The interim government on Thursday notified a massive increase to fuel prices for the next fortnight, raising the tariff of petrol by Rs. 14.91/liter and high-speed diesel by Rs. 18.44/liter.
“Owing to the increasing trend of petroleum prices in the international market and exchange rate variations, the government has decided to revise the existing consumer prices of petroleum products,’ read a notification issued by the Finance Division. Under the revised prices, the tariff for petrol has increased from Rs. 290.45/liter to Rs. 305.36/liter, while that of diesel has ballooned from Rs. 293.4/liter to Rs. 311.84/liter. This is the first time in Pakistan’s history that the price of fuel has climbed past Rs. 300. The new prices include a petroleum development levy (PDL) of Rs. 60/liter—Rs. 5 more than what was imposed in the last review—on petrol, while the PDL on diesel has been set at Rs. 50/liter.
According to experts, the biggest reason for the price increase is not international rates, but rather the ongoing devaluation of the rupee against the U.S. dollar, which has pushed prices of fuel to new heights. The incumbent interim government has already made clear that under the $3 billion standby arrangement with the International Monetary Fund (IMF), it cannot afford to give any subsidies and must pass on all price differentials to consumers to maintain fiscal discipline.
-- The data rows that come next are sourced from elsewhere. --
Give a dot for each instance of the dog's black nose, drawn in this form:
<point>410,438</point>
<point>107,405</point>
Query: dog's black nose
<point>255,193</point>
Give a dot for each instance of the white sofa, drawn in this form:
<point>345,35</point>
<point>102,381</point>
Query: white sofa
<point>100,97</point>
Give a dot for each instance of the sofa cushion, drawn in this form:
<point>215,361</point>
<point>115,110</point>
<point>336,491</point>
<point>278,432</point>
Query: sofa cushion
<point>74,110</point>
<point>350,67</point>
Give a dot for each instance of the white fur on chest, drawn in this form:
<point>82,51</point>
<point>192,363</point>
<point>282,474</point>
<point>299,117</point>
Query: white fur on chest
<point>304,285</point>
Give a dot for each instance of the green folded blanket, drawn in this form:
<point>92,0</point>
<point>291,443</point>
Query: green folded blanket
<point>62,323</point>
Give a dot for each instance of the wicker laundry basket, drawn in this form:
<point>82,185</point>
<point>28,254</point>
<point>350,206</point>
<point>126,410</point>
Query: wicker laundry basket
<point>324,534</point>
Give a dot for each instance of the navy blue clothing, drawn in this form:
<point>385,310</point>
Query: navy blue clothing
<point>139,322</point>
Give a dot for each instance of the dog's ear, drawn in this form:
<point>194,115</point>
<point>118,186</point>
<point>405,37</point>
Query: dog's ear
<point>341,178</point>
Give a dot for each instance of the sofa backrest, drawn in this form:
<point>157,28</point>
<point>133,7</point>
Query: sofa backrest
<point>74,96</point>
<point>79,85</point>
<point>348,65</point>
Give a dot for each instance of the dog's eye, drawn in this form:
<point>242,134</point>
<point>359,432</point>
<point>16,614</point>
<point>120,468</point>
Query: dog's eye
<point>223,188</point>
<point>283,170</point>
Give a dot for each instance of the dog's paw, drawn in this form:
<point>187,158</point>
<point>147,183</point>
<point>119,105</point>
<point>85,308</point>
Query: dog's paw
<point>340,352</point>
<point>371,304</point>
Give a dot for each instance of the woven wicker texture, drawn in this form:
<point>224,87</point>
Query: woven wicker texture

However, it is likely that the new prices would trigger further inflation—already at roughly 25 percent year-on-year—burdening masses already struggling due to the mismanagement of the economy. Diesel, especially, is widely used in transport and agriculture sectors and any increase to its prices inevitably has a knock-on effect on inflation of essential commodities.
Over the past two weeks, protests against hefty electricity bills have threatened to spiral into civil disobedience. Due to the new fuel tariffs, further increases are expected in upcoming bills, triggering further unrest.